2.11.6 The neighbors are chiefly servants of the god, and within the enclosure are old cypress trees. One cannot learn of what wood or metal the statue [agalma] is, nor do they know the name of the maker, though one or two attribute it to Alexanor himself. Of the statue [agalma] can be seen only the face, hands, and feet, for it has about it a tunic of white wool and a cloak. There is a similar statue [agalma] of Hygieia; this, too, one cannot see easily because it is so surrounded with the locks of women, who cut them off and offer them to the goddess, and with strips of Babylonian raiment. With whichever of these a votary here is willing to make propitiations, the same instructions have been given to him, to worship this image which they are pleased to call Hygieia.

2.11.7 There are statues [agalmata] also of Alexanor and of Euamerion; to the former they give offerings as to a hero after the setting of the sun; to Euamerion, as being a god, they give burned sacrifices. If I conjecture aright, the Pergamenes, in accordance with an oracle, call this Euamerion Telesphoros (Accomplisher) while the Epidaurians call him Akesis (Cure). There is also a wooden image of Korōnis, but it has no fixed position anywhere in the temple. While to the god are being sacrificed a bull, a lamb, and a pig, they remove Korōnisto the sanctuary of Athena and honor her there. The parts of the victims which they offer as a burned sacrifice, and they are not content with cutting out the thighs, they burn on the ground, except the birds, which they burn on the altar.

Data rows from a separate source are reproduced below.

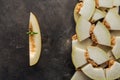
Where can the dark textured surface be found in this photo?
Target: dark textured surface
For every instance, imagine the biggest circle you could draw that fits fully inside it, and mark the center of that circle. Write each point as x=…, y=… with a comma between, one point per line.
x=57, y=26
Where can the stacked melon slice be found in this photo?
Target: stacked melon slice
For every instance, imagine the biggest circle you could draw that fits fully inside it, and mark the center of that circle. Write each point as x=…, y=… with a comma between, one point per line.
x=96, y=44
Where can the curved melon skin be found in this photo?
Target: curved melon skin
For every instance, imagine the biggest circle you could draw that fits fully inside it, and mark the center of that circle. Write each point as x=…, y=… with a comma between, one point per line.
x=88, y=9
x=113, y=72
x=79, y=75
x=113, y=19
x=105, y=3
x=94, y=73
x=78, y=57
x=36, y=40
x=116, y=48
x=102, y=34
x=83, y=29
x=97, y=55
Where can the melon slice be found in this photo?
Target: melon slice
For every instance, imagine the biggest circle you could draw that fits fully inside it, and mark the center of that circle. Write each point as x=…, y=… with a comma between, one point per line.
x=94, y=73
x=97, y=55
x=34, y=40
x=78, y=57
x=88, y=9
x=102, y=34
x=116, y=2
x=105, y=3
x=113, y=72
x=98, y=15
x=83, y=28
x=116, y=48
x=83, y=44
x=79, y=75
x=113, y=19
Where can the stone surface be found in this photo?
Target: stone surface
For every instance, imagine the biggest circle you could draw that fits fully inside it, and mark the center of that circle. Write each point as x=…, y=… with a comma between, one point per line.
x=57, y=26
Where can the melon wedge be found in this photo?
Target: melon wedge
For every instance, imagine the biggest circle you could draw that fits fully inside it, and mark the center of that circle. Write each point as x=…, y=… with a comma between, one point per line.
x=105, y=3
x=97, y=55
x=83, y=44
x=34, y=40
x=116, y=48
x=79, y=75
x=94, y=73
x=113, y=72
x=88, y=9
x=115, y=33
x=113, y=19
x=98, y=15
x=78, y=57
x=83, y=28
x=102, y=34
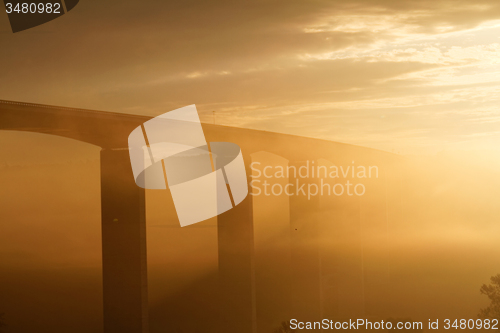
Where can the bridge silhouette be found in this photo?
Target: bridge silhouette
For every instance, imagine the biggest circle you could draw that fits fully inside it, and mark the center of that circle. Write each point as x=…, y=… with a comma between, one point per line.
x=124, y=256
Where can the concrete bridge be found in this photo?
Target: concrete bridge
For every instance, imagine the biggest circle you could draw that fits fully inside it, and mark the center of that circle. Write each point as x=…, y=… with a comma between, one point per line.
x=247, y=262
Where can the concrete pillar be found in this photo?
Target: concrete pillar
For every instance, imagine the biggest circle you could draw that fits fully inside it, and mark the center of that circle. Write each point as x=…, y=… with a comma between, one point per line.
x=124, y=260
x=305, y=249
x=273, y=269
x=236, y=267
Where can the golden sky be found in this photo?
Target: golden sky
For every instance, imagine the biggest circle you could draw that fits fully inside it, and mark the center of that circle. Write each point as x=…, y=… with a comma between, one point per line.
x=403, y=76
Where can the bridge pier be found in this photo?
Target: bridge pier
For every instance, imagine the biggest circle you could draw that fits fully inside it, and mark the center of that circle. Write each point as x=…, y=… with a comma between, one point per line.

2.11.8 In the gable at the ends are figures of Hēraklēs and of Victories. In the portico are dedicated statues [agalmata] of Dionysus and Hekate, with Aphrodite, the Mother of the gods, and Fortune. These are wooden, but Asklepios, surnamed Gortynian, is of stone. They are unwilling to enter among the sacred serpents through fear, but they place their food before the entrance and take no further trouble. Within the enclosure is a bronze statue of a Sikyonian named Granianus, who won the following victories at Olympia: the pentathlon twice, the foot-race, the double-course foot-race twice, once without and once with the shield.